In my last two posts titled "Silent Liquidity" and "The Solution to the Recession" I highlighted two major themes:
-Banks have plenty of cash to put into play, they need cover to make it happen (via a rising stock market, lending standards relaxation)
-Fannie Mae is a black hole that will never cease to astound to the downside and the hilarity of keeping it running
As if to show that I am not totally making things up as I go along (well, mostly) there are two stories I would point you towards as addendum's.
First up, the sad state of Fannie Mae:
Fannie Mae to Tap $10.7 Billion in Treasury Capital
Fresh off an almost 15 Billion dollar 2nd quarter loss, FNM has to tap further government credit lines to facilitate more losses. Naturally, the penny stock is up huge on the news. Here is 60% of the mortgage market folks, and you and I own it.
The second additive piece is this one via Clusterstock:
A Return To "Innovative" Lending
Payday loans and credit default swap linked credit lines are the latest fractal iteration of predatory lending by the banks using their new found money.
Both items are surreal.
Putting it All Together
Here at Economic Disconnect we have discussed why confidence is so important. We have covered in detail why debt fueled consumption is really not in a sane person's best interest. We have tried to explain that the music has to stop at some point, and many will not find a chair. Spread out across posts over time, the message may be diluted or lose it's coherence. Luckily, we have a writer that has put it all together.
Tim Iacono, author of the site The Mess That Greenspan Made, has been a regular read of mine for over 3 years. The content quality has always been top notch. Today Tim has a post that ties all the elements we have been discussing together in a way that made me step back and say "I wanted to say that, but could never put it together!".
I will not excerpt such a work, it needs to be read in its entirety. Make sure you set aside 30 minutes for the thought provoking article:
Confidence Games and Ponzi Schemes
A must read, and there may well be a quiz!

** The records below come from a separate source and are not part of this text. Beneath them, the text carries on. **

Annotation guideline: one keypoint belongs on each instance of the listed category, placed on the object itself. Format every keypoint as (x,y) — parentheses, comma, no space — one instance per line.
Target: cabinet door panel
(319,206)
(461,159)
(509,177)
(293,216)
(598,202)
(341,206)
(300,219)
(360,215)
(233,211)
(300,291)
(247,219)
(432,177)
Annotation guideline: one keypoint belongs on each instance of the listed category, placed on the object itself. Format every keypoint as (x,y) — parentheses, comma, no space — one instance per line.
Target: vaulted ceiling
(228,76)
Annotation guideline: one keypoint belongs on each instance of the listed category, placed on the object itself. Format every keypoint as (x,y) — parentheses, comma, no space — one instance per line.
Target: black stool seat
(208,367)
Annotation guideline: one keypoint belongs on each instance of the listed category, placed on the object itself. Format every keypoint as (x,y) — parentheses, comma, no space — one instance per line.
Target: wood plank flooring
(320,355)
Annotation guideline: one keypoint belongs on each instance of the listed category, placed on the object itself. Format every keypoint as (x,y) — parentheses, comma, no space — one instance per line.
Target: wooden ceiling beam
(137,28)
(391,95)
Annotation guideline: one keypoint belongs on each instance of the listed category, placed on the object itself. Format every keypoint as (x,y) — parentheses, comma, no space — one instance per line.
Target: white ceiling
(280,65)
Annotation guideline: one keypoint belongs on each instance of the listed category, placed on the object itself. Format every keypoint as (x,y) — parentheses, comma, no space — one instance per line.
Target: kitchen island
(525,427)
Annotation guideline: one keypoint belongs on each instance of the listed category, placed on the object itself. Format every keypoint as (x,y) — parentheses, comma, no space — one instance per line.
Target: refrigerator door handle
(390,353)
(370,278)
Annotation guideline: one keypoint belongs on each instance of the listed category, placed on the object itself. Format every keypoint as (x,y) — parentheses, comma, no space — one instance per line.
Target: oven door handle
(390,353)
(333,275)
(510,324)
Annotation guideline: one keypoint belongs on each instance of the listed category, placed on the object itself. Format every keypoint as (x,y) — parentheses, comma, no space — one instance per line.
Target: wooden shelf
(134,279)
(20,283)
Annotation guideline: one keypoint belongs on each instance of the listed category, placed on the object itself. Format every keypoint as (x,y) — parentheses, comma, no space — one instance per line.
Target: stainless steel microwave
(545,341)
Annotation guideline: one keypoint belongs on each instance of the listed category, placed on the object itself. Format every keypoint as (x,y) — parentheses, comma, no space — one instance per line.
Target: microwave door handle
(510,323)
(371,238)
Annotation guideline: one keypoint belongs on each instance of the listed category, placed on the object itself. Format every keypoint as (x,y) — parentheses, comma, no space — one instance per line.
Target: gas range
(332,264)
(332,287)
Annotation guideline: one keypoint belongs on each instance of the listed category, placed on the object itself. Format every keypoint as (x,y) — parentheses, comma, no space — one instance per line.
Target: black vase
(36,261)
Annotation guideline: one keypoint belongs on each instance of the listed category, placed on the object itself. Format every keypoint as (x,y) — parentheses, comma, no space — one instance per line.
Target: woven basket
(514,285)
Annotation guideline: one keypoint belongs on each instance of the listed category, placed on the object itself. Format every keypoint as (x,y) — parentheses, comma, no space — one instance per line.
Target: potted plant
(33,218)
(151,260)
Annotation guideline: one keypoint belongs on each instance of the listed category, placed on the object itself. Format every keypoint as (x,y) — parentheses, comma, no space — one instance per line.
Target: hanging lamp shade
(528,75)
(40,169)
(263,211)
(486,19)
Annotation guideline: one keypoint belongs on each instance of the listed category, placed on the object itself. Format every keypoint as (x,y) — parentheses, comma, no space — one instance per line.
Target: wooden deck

It is Only a Conspiracy Theory if there is no Proof
A late developing story has emerged that has major implications going forward.
Us Bond auctions used to be boring affairs that only staffers at bond desks noticed. As the US has to place debt issuance never seen before, these activities have become very important to a American universe unable to function without ample, cheap money. Perhaps the added attention is not welcomed at this juncture.
Last Thursday (yes another Thursday!) I had made an observation on the 7 year bond auction:
The 7 year sale went just fine, though one would have to wonder why 5 year notes were less than chased, but 7 year notes were a hot item. What's two years between friends? This kind of disconnect is hard to figure out.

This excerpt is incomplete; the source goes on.